Um Rubai para Antônio Cícero
Em: 27/10/2024, às 10H30
[Halan Silva - ficcionista, crítico literário e filósofo]
Não recordo bem a data, sei apenas que foi durante um SALIPI, o breve encontro que tive com o poeta Antônio Cícero. Ele veio participar do seminário Língua Viva e falou sobre os heterônimos de Fernando Pessoa. Após a palestra, o poeta Salgado Maranhão me apresentou para ele. Na porta do Theatro 4 de Setembro, principiamos uma conversa descontraída, algo em torno da sua ascendência piauiense, do avô que viveu em Campo Maior, o cel. Antônio Cícero Correia Lima. Ao me ouvir chamar seu avô de coronel, Antônio Cícero começou a rir, como que tomado de um grande espanto:
- O quê, coronel?
- Em Campo Maior o seu avô era conhecido por cel.

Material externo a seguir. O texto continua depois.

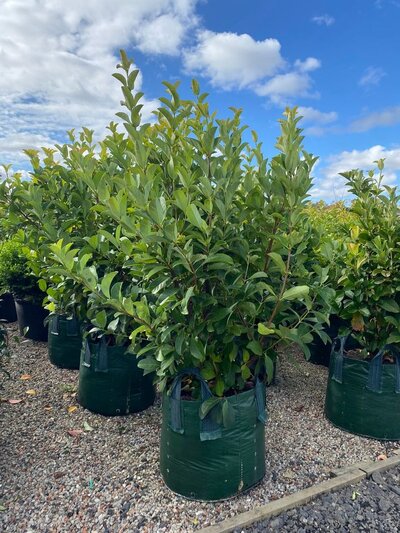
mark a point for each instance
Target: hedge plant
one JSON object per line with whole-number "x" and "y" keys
{"x": 370, "y": 281}
{"x": 213, "y": 237}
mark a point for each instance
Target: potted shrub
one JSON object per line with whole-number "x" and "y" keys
{"x": 18, "y": 279}
{"x": 331, "y": 224}
{"x": 110, "y": 381}
{"x": 363, "y": 393}
{"x": 215, "y": 239}
{"x": 57, "y": 204}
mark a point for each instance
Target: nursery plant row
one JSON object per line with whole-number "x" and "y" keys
{"x": 173, "y": 255}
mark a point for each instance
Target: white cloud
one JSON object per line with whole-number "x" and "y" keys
{"x": 332, "y": 187}
{"x": 321, "y": 20}
{"x": 386, "y": 117}
{"x": 57, "y": 60}
{"x": 317, "y": 122}
{"x": 308, "y": 65}
{"x": 230, "y": 60}
{"x": 234, "y": 61}
{"x": 283, "y": 87}
{"x": 372, "y": 76}
{"x": 314, "y": 115}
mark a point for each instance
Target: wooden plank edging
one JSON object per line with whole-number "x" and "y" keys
{"x": 343, "y": 477}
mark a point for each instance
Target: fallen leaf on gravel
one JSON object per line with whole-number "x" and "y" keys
{"x": 75, "y": 432}
{"x": 289, "y": 474}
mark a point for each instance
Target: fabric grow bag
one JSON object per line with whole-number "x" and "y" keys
{"x": 363, "y": 397}
{"x": 7, "y": 307}
{"x": 110, "y": 382}
{"x": 64, "y": 342}
{"x": 31, "y": 316}
{"x": 200, "y": 459}
{"x": 320, "y": 352}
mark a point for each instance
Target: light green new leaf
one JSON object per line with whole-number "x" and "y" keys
{"x": 106, "y": 283}
{"x": 264, "y": 330}
{"x": 194, "y": 217}
{"x": 277, "y": 259}
{"x": 296, "y": 293}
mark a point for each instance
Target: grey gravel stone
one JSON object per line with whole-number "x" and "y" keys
{"x": 348, "y": 510}
{"x": 115, "y": 466}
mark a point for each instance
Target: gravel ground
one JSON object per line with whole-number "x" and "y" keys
{"x": 372, "y": 506}
{"x": 104, "y": 476}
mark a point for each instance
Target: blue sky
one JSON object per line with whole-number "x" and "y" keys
{"x": 337, "y": 60}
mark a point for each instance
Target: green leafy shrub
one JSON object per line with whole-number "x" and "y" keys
{"x": 331, "y": 220}
{"x": 213, "y": 239}
{"x": 370, "y": 281}
{"x": 15, "y": 273}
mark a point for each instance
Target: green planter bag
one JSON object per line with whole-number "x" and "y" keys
{"x": 202, "y": 460}
{"x": 65, "y": 342}
{"x": 7, "y": 307}
{"x": 320, "y": 352}
{"x": 110, "y": 382}
{"x": 363, "y": 397}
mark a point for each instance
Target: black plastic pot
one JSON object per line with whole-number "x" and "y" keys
{"x": 65, "y": 342}
{"x": 363, "y": 397}
{"x": 7, "y": 307}
{"x": 202, "y": 460}
{"x": 320, "y": 352}
{"x": 31, "y": 316}
{"x": 110, "y": 382}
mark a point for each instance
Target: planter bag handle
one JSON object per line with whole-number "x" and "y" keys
{"x": 101, "y": 356}
{"x": 72, "y": 327}
{"x": 375, "y": 369}
{"x": 337, "y": 358}
{"x": 55, "y": 325}
{"x": 209, "y": 429}
{"x": 86, "y": 354}
{"x": 262, "y": 414}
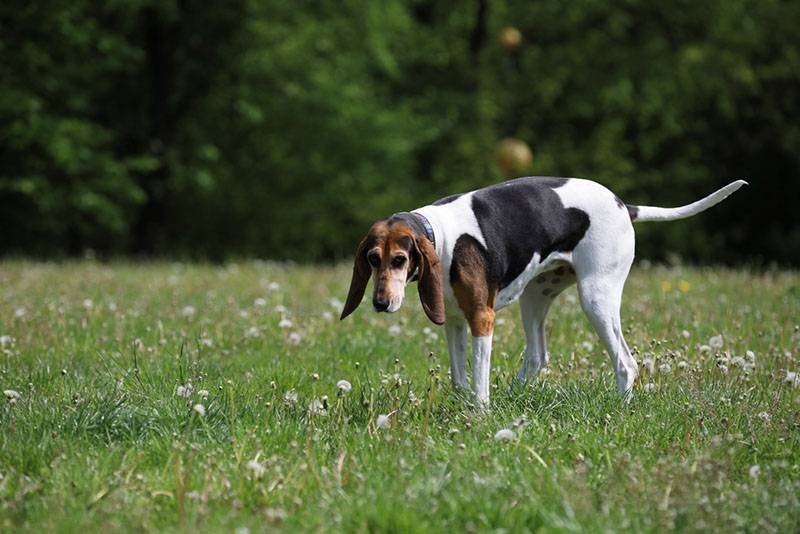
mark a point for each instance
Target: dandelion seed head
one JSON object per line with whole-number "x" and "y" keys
{"x": 294, "y": 338}
{"x": 382, "y": 421}
{"x": 257, "y": 468}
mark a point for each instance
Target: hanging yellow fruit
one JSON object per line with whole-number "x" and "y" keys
{"x": 510, "y": 38}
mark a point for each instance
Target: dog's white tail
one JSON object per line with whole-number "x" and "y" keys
{"x": 653, "y": 213}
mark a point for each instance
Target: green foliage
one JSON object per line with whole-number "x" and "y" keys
{"x": 283, "y": 130}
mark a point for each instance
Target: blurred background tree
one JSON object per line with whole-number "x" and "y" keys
{"x": 283, "y": 129}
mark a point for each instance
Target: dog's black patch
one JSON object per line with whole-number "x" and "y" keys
{"x": 447, "y": 200}
{"x": 521, "y": 217}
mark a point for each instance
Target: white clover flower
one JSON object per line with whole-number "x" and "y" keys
{"x": 382, "y": 421}
{"x": 505, "y": 434}
{"x": 257, "y": 468}
{"x": 294, "y": 338}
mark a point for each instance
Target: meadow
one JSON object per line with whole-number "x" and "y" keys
{"x": 186, "y": 397}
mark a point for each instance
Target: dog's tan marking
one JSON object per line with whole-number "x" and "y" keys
{"x": 474, "y": 294}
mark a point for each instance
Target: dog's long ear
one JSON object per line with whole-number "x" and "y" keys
{"x": 431, "y": 294}
{"x": 361, "y": 274}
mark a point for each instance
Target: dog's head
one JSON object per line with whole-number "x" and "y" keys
{"x": 394, "y": 253}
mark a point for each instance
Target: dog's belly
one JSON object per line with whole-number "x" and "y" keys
{"x": 511, "y": 293}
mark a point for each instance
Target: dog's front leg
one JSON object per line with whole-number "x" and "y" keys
{"x": 456, "y": 332}
{"x": 481, "y": 364}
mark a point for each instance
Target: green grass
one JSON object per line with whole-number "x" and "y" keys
{"x": 99, "y": 440}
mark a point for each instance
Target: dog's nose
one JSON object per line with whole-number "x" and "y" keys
{"x": 380, "y": 304}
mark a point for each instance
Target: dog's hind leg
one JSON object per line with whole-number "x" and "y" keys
{"x": 601, "y": 298}
{"x": 534, "y": 304}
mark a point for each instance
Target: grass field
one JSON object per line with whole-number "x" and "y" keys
{"x": 181, "y": 397}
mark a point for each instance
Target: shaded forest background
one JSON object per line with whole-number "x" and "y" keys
{"x": 283, "y": 129}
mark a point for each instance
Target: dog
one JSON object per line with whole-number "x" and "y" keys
{"x": 525, "y": 239}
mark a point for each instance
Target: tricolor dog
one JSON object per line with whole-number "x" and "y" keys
{"x": 526, "y": 239}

Antônio Cícero, respondi-lhe.
Interessado no assunto, ele continou a conversa, dizendo-me:
- Então você deve conhecer o meu outro avô.
- Talvez eu conheça, se você me disser o nome dele.
O poeta disse que ele se chamava Higino Cunha. No que acrescentei, Higino Cícero da Cunha. Ele teve outra reação de espanto, mas prossegui:
- Higino Cunha é um escritor importante para nós, nasceu aí do outro lado do rio Parnaíba, na atual cidade de Timon. Ele era primo de segundo ou de terceiro grau do Sargento-Mor João José da Cunha Fidié, o soldado português que protagonizou um capítulo memorável de nossa história - a Batalha do Jenipapo.
De saída para um jantar na zonal leste, Salgado Maranhão e Antônio Cícero convidaram-me a ir junto com eles, para que terminássemos a conversa iniciada. Antônio Cícero relatou que seus pais eram de Teresina, mas se conheceram no Rio, e que seus ascendentes viveram em três cidades do Piauí: Teresina, Campo Maior e Parnaíba. Após um silêncio, ele mudou de assunto, falou um pouco mais sobre Fernando Pessoa, ocasião em que lhe relatei que estava lendo um livro muito curioso, uma edição portuguesa (fac-similar) de uma tradução do Rubaiyat, de Omar Khayyám, feita por Fernando Pessoa em 1931, e intitulada “Canções de Beber”:
[1931]
Não fiz nada, bem sei, nem o farei,
Mas de não fazer nada isto tirei,
Que fazer tudo ou nada é tudo o mesmo,
Quem sou é o espectro do que não serei.
Vivemos nas encostas do abandono
Sem verdade, sem dúvida nem dono.
Boa é a vida, mas melhor é o vinho.
O amor é bom, mas é melhor o sono.
Fernando Pessoa, Canções de Beber.
O Antônio Cícero disse que não conhecia esse trabalho de Fernando Pessoa e anotou, num guardanapo de papel, a sua caixa postal para que lhe enviasse a referência bibliográfica de “Canções de Beber”, obra agrupada na poesia ortônima de Fernando Pessoa e editada pela primeira vez em 1997. Dias depois, conforme o prometido, enviei para ele a referência bibliográfica da tradução mais singular do Rubaiyat que conheço.
Agora que Antônio Cícero não mais se encontra presente neste plano existencial, perdi a esperança de conversar com ele sobre o poeta e poliglota Alarico da Cunha que, de passagem por este mundo, quis a providência divina que ele fosse seu ancestral.